We all go through transformations in our teens, though perhaps none quite as severe as Carlos Martinez. Signed by the Boston Red Sox in 2009, Martinez was known as Carlos Matias and was a shortstop prospect. When his identity was questioned, the deal was voided but he reinvented himself as a pitcher, showing enough potential that the St. Louis Cardinals signed him for over $1 million in 2010. His first attempt at full-season ball in 2011 was a success as the Cardinals let his talent dictate his pace and he earned a promotion to Hi-A Palm Beach.
2012 brought confirmation for both the believers and non-believers alike on Martinez, as he recorded a sparkling 2.93 ERA across Hi-A and Double-A over 104.1 IP, with 92 strikeouts against only 32 walks. For the non-believers there was shoulder tendinitis that cost him a month on the field and played into concerns on how his height and frame will hold up over a full season. Martinez was dominant at Hi-A, overpowering hitters with his plus-plus fastball, racking up a K/9 over 9 and limiting his BB/9 to under 3. Upon his promotion to Double-A (and return from injury) there was a significant drop off in Martinez's strikeout rate, but that was balanced but a massive bump in his GB/FB rate. There were reports that Martinez fell in love with his two-seam fastball, eschewing the pitch that put him on the map (four-seamer).

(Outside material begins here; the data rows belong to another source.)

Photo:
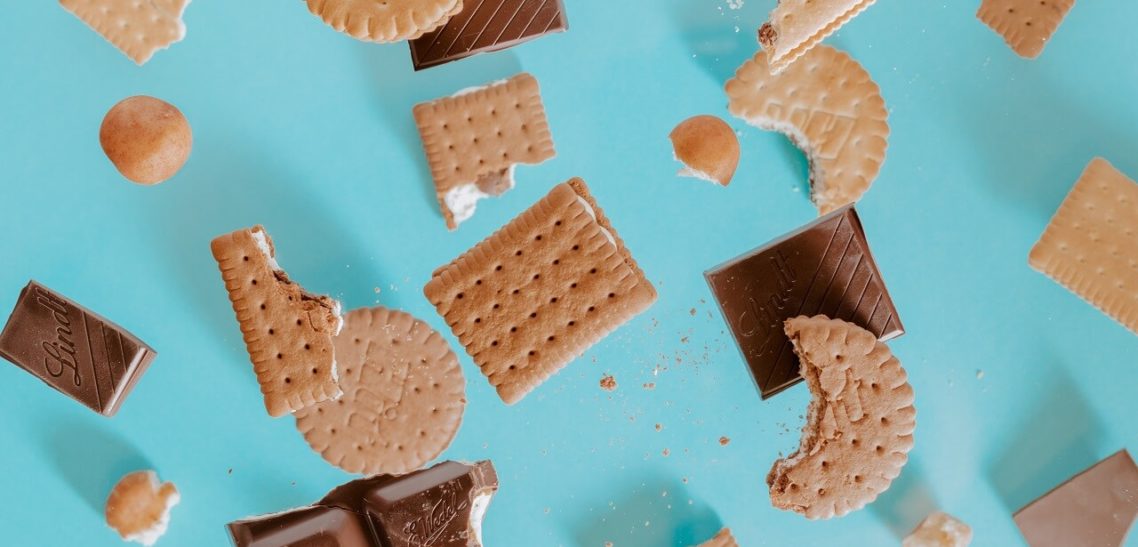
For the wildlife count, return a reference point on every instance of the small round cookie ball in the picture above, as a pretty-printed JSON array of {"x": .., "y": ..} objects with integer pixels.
[
  {"x": 147, "y": 139},
  {"x": 707, "y": 147}
]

While his control remained the same with a nearly identical walk rate, Martinez's increased usage of his two-seam fastball led to a jump in his GB/FB from 1.62 in Hi-A to an astonishing 3.92 in Double-A. If Martinez can generate anywhere near that many groundballs, his strikeout rate is practically inconsequential to his success. While the decline in K/9 as he has climbed up the minor league ladder is concerning, I think 2013 should tell us a lot. Martinez has more than enough stuff to miss bats, but can rely too heavily on his two-seamer. If the groundball rate reverts to something more normal (likely due to his height/different pitch selection), we should see a rise in strikeout rate as well.
While he loves his two-seam fastball, Martinez's bread and butter pitch is the four-seam fastball that sits in the upper 90s and can touch 100+MPH. As I mentioned in the St. Louis Cardinals Minor League Keeper Thoughts, Martinez's has two secondary pitches that both flash plus. He throws a curveball that arrives in the low 80s that can be a put-away pitch featuring two-plane break when it's on. His change up features nice fade when it's right, though he can overthrow it and flatten it out. He also needs to be mindful just how good his fastball is, as he can do hitters a favor by feeding them a pitch they have a chance at catching up to. Due to his height, Martinez can have issues with plane, though that is partially offset by his ability to pitch up in the zone without fear of hitters catching his blazing fastball. Martinez has also struggled with showing the ball to the hitter during his windup, though the Cardinals have worked to add deception to his delivery, and they have seen some improvement in that area. The big concern as far as investing in Martinez for fantasy purposes go is that he will end up as a reliever. In this respect, he's relatively high floor, as if he can't hold up physically as a starter, Martinez could be one of the top 3 relievers in baseball. He's got a #2 starter arsenal, and should see it tick up in relief stints. I'm optimistic that Martinez will be durable enough to be a #2 starter, but he's one of my favorite prospects because even falling short of that will leave him plenty valuable to the Cardinals and prospect owners alike.
With 14 starts under his belt at Double-A Springfield, Martinez might not be long for the level in 2013. A cup of coffee in the major leagues isn't out of the question for Martinez, though unfortunately for him he is on a team that is well-prepared to deal with depth issues without prematurely calling up one of their top prospects. That's better for his development curve than it is for fantasy owners, as Martinez could probably have some success based on stuff alone. I would expect around 1/3-1/2 of a season at Double-A with the rest in Triple-A. How he does there will affect his status going into the 2014 season. Given his ceiling and floor, Martinez is one of my favorite prospects and is a strong buy in my opinion. There's also a chance someone who owns him is concerned about his durability. If you can convince them to sell, you'll be glad you did.